There was also a hood made of some kind of brown animal fur.
The apparition coughed. It grunted.
‘Com-rades,’ it said. The word was slurred, the voice harsh, like a tape being played at too slow a speed.
Kelso could feel the hair stirring on his scalp.
‘Aw, Jesus,’ said O’Brian, ‘Jesusjesusjesus –’
There was another cough and a great gathering of phlegm. A gobbet of yellow spit was ejected into the undergrowth. ‘Com-rades, I am a rude fell-ow. I cannot deny it. And I have been out of the way of hu-man com-pany. But there it is. Well then? D’yer want me to shoot yer? Yes?’
He stepped out in front of them – quickly, sharply: he barely disturbed a twig. He was wearing an old army greatcoat – patched, hacked off above the knees and belted with a length of rope – and cavalry boots into which his baggy trousers were stuffed. His hands were bare and huge. In one he carried an old rifle. In the other was the satchel with Anna Safanova’s notebook and the papers.

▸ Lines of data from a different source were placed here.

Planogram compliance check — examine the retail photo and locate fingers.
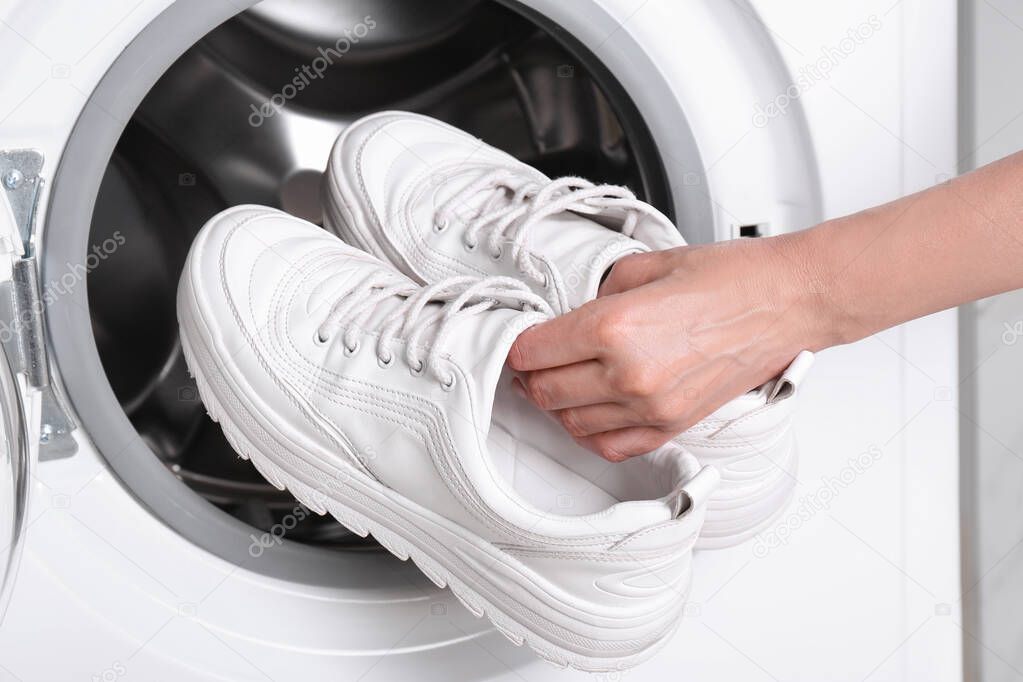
[553,403,642,439]
[508,309,598,372]
[515,360,614,410]
[576,426,672,462]
[597,252,670,297]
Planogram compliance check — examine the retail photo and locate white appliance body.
[0,0,962,681]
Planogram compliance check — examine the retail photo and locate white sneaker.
[323,111,812,547]
[178,207,718,671]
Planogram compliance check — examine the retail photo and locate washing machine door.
[0,180,32,624]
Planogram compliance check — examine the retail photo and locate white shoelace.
[434,168,657,286]
[316,271,554,390]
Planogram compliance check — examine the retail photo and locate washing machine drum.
[48,0,673,576]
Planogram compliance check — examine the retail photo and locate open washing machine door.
[0,0,819,682]
[0,156,41,625]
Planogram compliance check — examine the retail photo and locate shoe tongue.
[532,212,650,312]
[442,308,548,430]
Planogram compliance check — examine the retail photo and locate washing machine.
[0,0,960,682]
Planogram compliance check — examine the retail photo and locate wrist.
[772,225,854,353]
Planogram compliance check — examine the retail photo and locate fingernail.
[512,376,529,400]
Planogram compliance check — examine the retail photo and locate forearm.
[780,152,1023,349]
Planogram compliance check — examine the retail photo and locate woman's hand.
[508,237,814,461]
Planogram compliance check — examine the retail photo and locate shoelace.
[434,168,656,287]
[316,271,554,391]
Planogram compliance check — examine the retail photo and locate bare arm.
[508,152,1023,460]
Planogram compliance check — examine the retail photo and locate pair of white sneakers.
[178,112,811,672]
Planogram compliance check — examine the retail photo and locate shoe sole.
[178,258,687,673]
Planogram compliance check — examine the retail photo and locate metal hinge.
[0,149,78,460]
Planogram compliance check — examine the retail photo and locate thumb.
[596,252,670,298]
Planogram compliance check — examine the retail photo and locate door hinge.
[0,149,78,461]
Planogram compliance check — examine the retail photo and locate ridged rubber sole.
[178,284,678,673]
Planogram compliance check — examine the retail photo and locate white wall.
[960,0,1023,682]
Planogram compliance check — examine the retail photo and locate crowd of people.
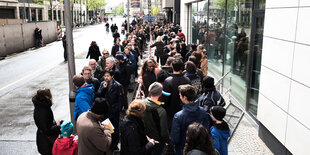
[32,17,230,155]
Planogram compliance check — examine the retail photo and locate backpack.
[198,90,226,112]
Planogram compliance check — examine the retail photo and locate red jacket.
[53,135,78,155]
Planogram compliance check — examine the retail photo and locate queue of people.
[33,18,230,155]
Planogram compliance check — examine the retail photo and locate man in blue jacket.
[210,106,230,155]
[170,84,211,155]
[72,75,95,120]
[97,69,128,151]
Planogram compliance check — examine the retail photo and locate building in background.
[180,0,310,154]
[0,0,89,25]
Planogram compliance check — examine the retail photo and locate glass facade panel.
[31,9,36,21]
[38,9,43,21]
[224,0,252,107]
[191,0,266,116]
[249,15,264,116]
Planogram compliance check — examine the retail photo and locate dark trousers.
[109,112,120,148]
[36,38,41,48]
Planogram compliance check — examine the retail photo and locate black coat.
[86,77,100,94]
[97,79,126,117]
[151,42,166,58]
[142,71,156,96]
[163,74,191,128]
[32,96,60,155]
[86,46,101,61]
[118,61,132,87]
[120,115,153,155]
[111,44,124,57]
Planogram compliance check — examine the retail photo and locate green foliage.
[87,0,107,11]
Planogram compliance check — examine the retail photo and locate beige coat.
[76,111,112,155]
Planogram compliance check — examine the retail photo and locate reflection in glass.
[249,16,264,116]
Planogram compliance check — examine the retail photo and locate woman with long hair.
[183,122,215,155]
[86,41,101,62]
[32,88,60,155]
[120,100,155,155]
[140,59,156,96]
[151,36,166,66]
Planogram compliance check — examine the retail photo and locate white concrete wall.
[258,0,310,154]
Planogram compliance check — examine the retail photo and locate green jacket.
[143,98,170,144]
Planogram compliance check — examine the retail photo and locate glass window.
[249,13,264,116]
[224,0,252,107]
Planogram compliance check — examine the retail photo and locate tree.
[87,0,107,11]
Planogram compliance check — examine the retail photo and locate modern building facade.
[180,0,310,154]
[0,0,88,25]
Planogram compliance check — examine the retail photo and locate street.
[0,18,124,154]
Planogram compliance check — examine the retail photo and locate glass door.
[246,10,265,117]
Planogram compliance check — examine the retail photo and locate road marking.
[0,61,59,91]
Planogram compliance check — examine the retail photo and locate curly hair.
[183,122,215,155]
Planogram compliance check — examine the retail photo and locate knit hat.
[90,97,109,115]
[210,106,226,121]
[149,82,163,96]
[115,54,124,60]
[60,121,73,137]
[202,76,215,90]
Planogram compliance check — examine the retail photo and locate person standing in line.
[34,25,42,48]
[97,49,110,72]
[62,32,68,61]
[151,36,166,66]
[140,59,156,96]
[97,69,128,151]
[32,88,61,155]
[88,59,104,80]
[72,75,95,120]
[86,41,101,62]
[183,123,215,155]
[210,106,230,155]
[76,98,114,155]
[170,84,211,155]
[163,59,191,129]
[120,100,156,155]
[143,82,170,155]
[53,121,78,155]
[111,37,124,57]
[81,66,100,94]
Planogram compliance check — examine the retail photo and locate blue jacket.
[124,52,137,73]
[170,102,211,155]
[211,122,230,155]
[74,84,95,120]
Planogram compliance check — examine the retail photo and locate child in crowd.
[210,106,230,155]
[53,121,78,155]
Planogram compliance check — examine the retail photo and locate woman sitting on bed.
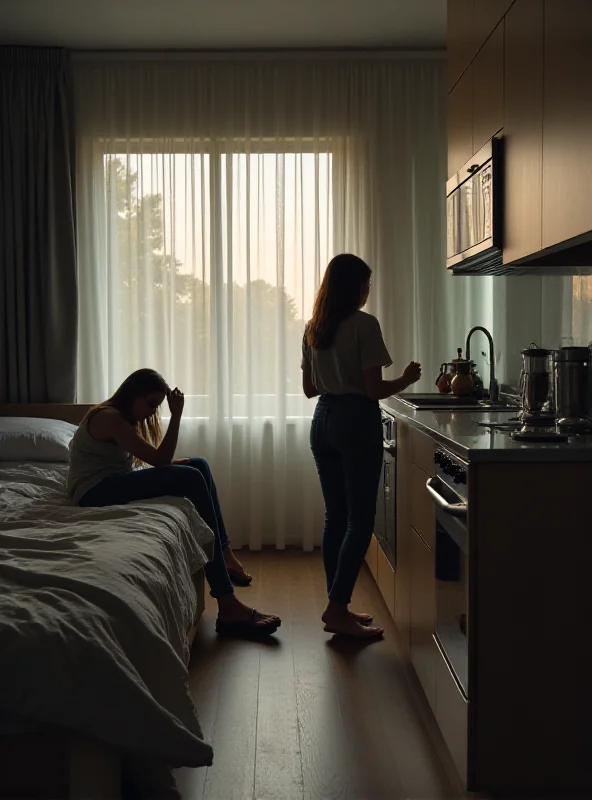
[68,369,281,636]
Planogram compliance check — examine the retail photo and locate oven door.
[428,477,469,700]
[446,139,502,272]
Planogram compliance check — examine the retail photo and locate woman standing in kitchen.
[302,254,421,639]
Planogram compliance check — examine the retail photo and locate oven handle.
[426,477,467,519]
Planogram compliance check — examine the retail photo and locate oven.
[446,138,503,274]
[427,449,469,700]
[374,411,397,569]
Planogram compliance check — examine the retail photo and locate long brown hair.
[307,253,372,350]
[85,367,169,464]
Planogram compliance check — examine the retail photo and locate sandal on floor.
[216,608,282,639]
[226,567,253,586]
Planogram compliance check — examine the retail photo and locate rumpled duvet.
[0,464,213,766]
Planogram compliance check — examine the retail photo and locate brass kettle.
[436,361,454,394]
[450,359,475,397]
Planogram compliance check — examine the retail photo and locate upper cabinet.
[448,0,592,274]
[447,0,475,90]
[542,0,592,247]
[504,0,544,263]
[469,20,504,158]
[473,0,513,52]
[448,0,504,177]
[448,67,474,177]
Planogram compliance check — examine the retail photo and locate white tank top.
[68,409,134,503]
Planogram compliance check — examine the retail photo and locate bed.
[0,404,212,800]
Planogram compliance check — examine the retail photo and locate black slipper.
[216,608,282,639]
[226,567,253,586]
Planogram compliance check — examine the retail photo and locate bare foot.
[321,602,384,639]
[224,545,252,581]
[349,611,373,625]
[218,594,281,627]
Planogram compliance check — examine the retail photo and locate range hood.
[446,136,592,276]
[450,231,592,277]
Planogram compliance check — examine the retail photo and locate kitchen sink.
[397,392,517,411]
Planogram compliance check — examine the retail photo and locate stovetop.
[476,417,592,444]
[382,397,592,463]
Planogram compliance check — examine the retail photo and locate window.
[102,140,333,417]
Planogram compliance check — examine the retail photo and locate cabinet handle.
[426,477,467,519]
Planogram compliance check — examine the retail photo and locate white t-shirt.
[302,311,393,394]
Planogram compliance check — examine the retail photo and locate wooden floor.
[177,551,461,800]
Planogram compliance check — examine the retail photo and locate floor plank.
[177,551,460,800]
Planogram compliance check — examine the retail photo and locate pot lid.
[555,347,590,361]
[522,342,551,358]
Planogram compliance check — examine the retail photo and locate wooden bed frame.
[0,403,204,800]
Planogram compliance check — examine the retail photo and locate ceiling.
[0,0,446,50]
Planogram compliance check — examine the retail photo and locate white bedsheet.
[0,463,212,766]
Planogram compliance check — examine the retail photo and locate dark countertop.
[381,397,592,463]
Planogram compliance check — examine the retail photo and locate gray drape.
[0,47,78,403]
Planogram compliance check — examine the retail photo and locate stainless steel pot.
[555,347,591,431]
[520,344,555,420]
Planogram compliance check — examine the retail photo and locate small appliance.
[554,347,592,433]
[519,343,555,426]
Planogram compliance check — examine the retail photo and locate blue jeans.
[80,458,234,597]
[310,395,382,604]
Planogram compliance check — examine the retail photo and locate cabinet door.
[448,66,473,178]
[543,0,592,247]
[469,20,504,158]
[395,422,412,655]
[366,536,379,582]
[411,528,437,708]
[376,545,395,619]
[446,0,475,90]
[473,0,513,52]
[504,0,544,264]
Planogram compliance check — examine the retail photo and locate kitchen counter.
[381,397,592,463]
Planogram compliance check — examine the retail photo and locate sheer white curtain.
[75,56,444,549]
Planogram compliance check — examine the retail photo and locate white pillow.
[0,417,77,461]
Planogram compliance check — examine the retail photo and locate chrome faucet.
[465,325,499,404]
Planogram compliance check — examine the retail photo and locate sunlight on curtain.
[75,54,444,549]
[80,140,333,547]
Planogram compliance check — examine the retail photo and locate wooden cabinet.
[448,67,473,178]
[542,0,592,247]
[469,20,504,158]
[473,0,513,52]
[447,0,475,90]
[411,528,438,708]
[504,0,544,264]
[395,420,413,655]
[376,545,395,619]
[434,648,469,784]
[411,464,436,547]
[366,535,379,581]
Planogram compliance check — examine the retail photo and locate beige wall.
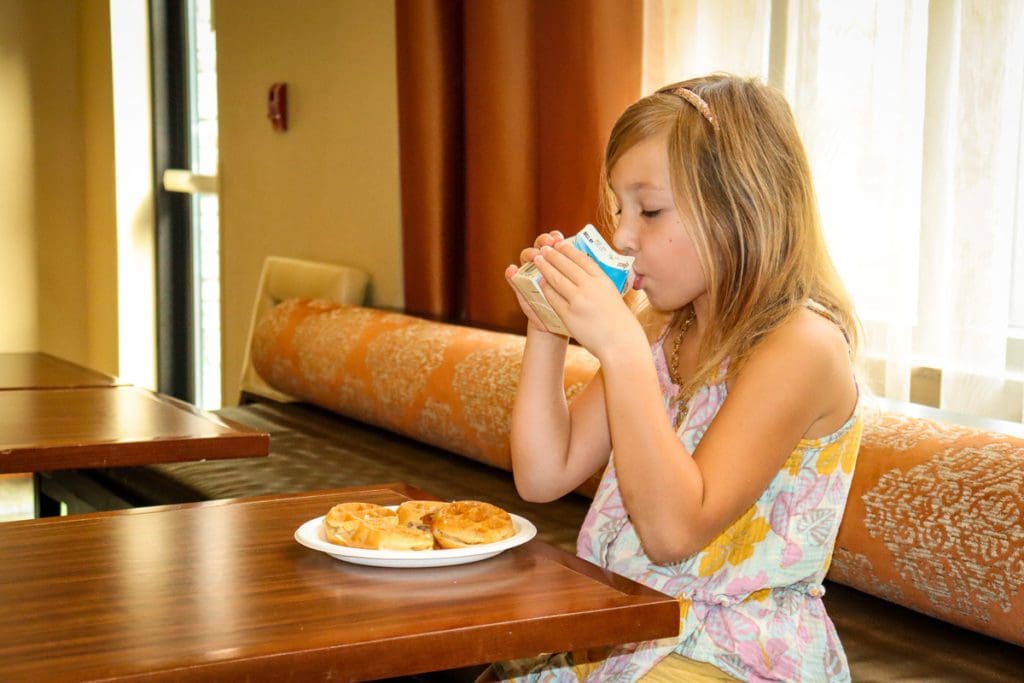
[0,0,403,403]
[0,0,117,373]
[0,0,39,351]
[214,0,403,404]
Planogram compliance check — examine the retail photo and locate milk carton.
[512,224,633,336]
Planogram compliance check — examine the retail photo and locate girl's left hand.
[534,241,639,359]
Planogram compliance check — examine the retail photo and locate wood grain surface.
[0,386,269,472]
[0,484,679,681]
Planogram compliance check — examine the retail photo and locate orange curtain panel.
[396,0,643,331]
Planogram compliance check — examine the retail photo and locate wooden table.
[0,352,119,390]
[0,484,679,683]
[0,386,270,473]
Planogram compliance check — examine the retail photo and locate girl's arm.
[511,328,611,503]
[505,232,611,503]
[535,241,857,563]
[602,310,857,562]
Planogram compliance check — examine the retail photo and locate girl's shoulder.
[734,306,858,438]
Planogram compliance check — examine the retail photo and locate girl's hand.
[505,230,565,336]
[527,244,642,359]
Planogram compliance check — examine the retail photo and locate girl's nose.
[611,216,636,256]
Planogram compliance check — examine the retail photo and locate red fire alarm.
[266,83,288,131]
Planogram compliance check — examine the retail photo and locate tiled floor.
[0,474,33,522]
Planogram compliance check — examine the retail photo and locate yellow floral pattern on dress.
[697,506,771,577]
[816,432,859,474]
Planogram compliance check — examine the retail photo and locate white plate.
[295,506,537,567]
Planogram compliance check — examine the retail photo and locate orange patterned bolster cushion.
[252,299,598,481]
[828,412,1024,645]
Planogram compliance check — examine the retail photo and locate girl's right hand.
[505,230,565,334]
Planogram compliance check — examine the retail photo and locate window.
[645,0,1024,421]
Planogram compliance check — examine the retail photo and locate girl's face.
[608,135,708,311]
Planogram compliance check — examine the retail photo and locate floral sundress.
[494,338,862,682]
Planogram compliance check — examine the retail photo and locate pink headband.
[672,88,721,134]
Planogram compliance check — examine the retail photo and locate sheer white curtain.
[644,0,1024,421]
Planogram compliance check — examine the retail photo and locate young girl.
[492,75,861,681]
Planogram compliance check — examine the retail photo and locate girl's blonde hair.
[601,74,858,395]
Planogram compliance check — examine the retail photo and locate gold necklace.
[669,310,697,429]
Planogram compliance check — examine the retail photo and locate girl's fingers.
[534,248,575,296]
[519,247,541,263]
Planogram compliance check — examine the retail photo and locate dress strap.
[805,299,850,346]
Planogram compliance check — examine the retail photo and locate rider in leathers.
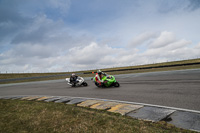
[70,73,78,86]
[95,70,106,86]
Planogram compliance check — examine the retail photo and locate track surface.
[0,69,200,111]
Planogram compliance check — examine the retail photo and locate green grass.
[0,100,192,133]
[0,59,200,84]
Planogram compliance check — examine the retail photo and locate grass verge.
[0,99,192,133]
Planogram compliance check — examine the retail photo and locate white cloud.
[128,32,158,47]
[149,31,176,48]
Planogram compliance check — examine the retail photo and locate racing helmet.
[97,70,102,74]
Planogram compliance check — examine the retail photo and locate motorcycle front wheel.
[83,82,88,86]
[114,82,120,87]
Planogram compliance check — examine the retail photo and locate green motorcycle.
[92,75,120,88]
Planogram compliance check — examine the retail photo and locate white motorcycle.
[66,77,88,87]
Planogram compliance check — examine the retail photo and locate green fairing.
[102,75,116,87]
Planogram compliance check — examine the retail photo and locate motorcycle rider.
[70,73,78,86]
[95,70,106,86]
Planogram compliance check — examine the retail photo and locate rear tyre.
[83,82,88,86]
[114,82,120,87]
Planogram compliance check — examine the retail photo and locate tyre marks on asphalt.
[0,96,200,132]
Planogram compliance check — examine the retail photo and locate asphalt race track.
[0,69,200,111]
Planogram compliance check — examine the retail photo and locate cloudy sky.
[0,0,200,73]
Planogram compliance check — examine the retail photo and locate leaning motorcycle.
[92,75,120,88]
[65,77,88,87]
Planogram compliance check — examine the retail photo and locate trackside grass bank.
[0,99,192,133]
[0,59,200,84]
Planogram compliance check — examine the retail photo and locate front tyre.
[114,82,120,87]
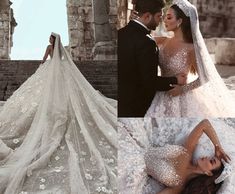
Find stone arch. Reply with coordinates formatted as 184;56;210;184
0;0;17;59
67;0;117;60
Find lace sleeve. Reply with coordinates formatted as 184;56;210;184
182;78;201;93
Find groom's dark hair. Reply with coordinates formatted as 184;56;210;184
135;0;165;14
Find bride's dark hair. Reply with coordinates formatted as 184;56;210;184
171;5;193;43
171;5;196;74
181;164;224;194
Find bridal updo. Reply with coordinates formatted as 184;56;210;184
170;4;193;43
181;164;224;194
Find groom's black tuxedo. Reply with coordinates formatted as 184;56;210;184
118;21;177;117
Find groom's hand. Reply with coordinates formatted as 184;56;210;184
176;73;187;85
167;85;183;97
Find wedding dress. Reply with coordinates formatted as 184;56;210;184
146;0;235;117
118;118;235;194
0;33;117;194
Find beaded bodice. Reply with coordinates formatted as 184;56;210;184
144;145;186;187
159;47;190;77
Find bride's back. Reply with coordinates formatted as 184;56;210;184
159;38;194;77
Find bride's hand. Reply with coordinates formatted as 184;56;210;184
215;146;231;162
129;10;139;20
167;85;183;97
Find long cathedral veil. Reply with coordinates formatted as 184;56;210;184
172;0;235;117
0;33;117;194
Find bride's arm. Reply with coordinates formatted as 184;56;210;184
184;119;229;161
168;48;201;96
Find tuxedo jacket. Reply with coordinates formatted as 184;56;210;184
118;21;177;117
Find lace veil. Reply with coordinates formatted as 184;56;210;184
0;33;117;194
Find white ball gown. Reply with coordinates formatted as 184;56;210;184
118;118;235;194
0;34;117;194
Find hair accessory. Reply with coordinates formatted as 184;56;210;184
215;160;233;184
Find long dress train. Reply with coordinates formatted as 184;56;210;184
0;34;117;194
118;118;235;194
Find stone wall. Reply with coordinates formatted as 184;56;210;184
191;0;235;38
67;0;117;60
0;0;17;59
0;60;117;101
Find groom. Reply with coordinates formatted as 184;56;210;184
118;0;186;117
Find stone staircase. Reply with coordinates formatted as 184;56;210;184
0;60;117;101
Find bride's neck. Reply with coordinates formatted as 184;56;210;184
187;164;202;180
174;28;184;41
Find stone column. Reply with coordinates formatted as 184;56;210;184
0;0;17;59
67;0;117;60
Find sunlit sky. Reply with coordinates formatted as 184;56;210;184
10;0;69;60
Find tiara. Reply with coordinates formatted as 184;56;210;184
172;0;192;17
215;160;233;184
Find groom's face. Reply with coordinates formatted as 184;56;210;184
147;11;162;30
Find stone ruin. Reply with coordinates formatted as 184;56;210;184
118;0;235;65
67;0;117;60
0;0;17;59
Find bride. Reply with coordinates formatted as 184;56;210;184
118;118;235;194
146;0;235;117
0;33;117;194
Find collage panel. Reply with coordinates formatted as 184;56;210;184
118;118;235;194
0;0;118;194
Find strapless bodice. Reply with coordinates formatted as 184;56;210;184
144;145;186;187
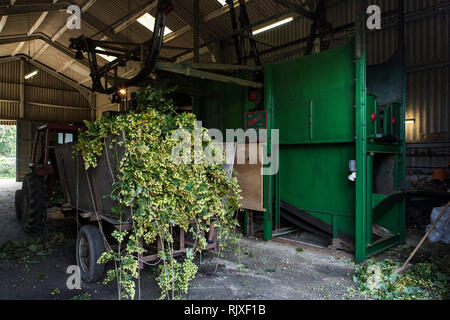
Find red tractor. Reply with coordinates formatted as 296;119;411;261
16;124;217;282
15;124;82;232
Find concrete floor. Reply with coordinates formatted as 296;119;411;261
0;180;446;300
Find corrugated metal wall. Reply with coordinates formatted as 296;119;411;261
237;0;450;142
0;60;91;123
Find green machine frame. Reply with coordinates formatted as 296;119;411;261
193;11;405;263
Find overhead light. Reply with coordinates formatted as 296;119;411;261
252;17;294;35
95;47;117;62
25;70;38;80
137;13;172;36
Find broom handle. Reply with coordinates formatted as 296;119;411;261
400;201;450;271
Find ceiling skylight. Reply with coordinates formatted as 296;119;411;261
137;13;172;36
252;17;294;35
95;47;117;62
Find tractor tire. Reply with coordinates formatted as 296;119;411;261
14;190;23;221
76;224;105;283
21;173;47;233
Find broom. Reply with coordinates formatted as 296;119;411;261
395;201;450;274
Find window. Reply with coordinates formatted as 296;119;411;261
137;13;172;36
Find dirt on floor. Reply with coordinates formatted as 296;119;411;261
0;180;448;300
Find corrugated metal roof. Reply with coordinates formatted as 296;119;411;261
0;0;450;141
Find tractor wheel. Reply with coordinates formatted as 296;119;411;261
21;173;47;232
15;190;23;221
76;225;105;283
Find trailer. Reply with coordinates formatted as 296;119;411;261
15;124;221;282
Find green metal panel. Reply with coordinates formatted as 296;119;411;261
194;32;405;262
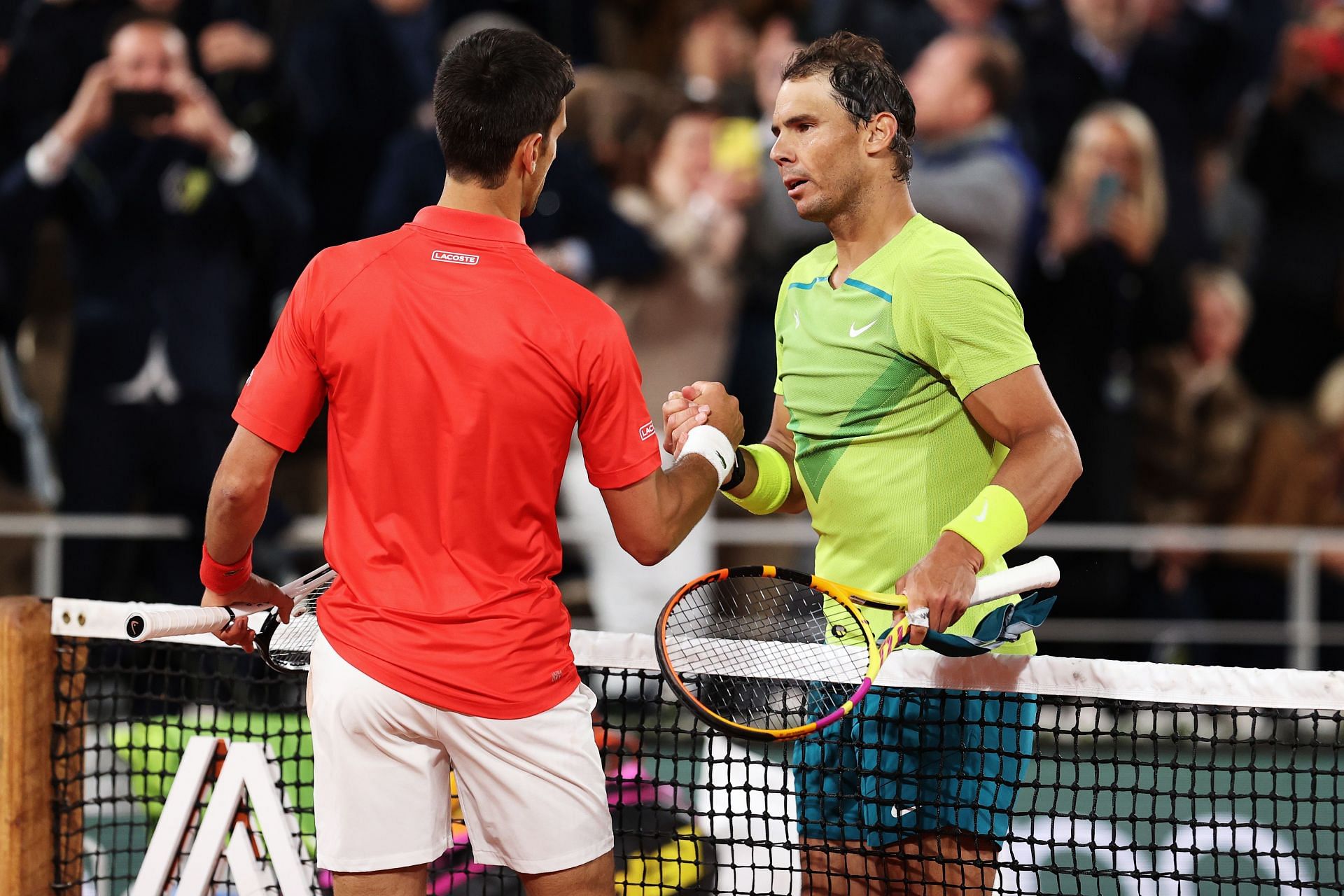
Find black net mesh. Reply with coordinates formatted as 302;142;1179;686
52;638;1344;896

Kelso felt O’Brian’s grip tighten on his arm.
‘This is the book of which it is spok-en? Yes? And the papers prove it!’ The figure leaned towards them, rocking his head this way and that, studying them intently. ‘You are the ones, then? You are truly the ones?’
He came closer, peering at them with his dark eyes, and Kelso could smell the stench of his body, sour with stale sweat.
‘Or are you, perhaps, spiders?’
He took a pace back and swiftly raised the rifle, aiming it from his waist, his finger on the trigger.
‘We are the ones,’ said Kelso, quickly.
The man cocked an eyebrow in surprise. ‘Imperialists?’
‘I am an English comrade. The comrade here is American.’
‘Well, well! England and America! And Engels was a Jew!’ He laughed, showing black teeth, then spat. ‘And yet you have not asked me for proof. Why so?’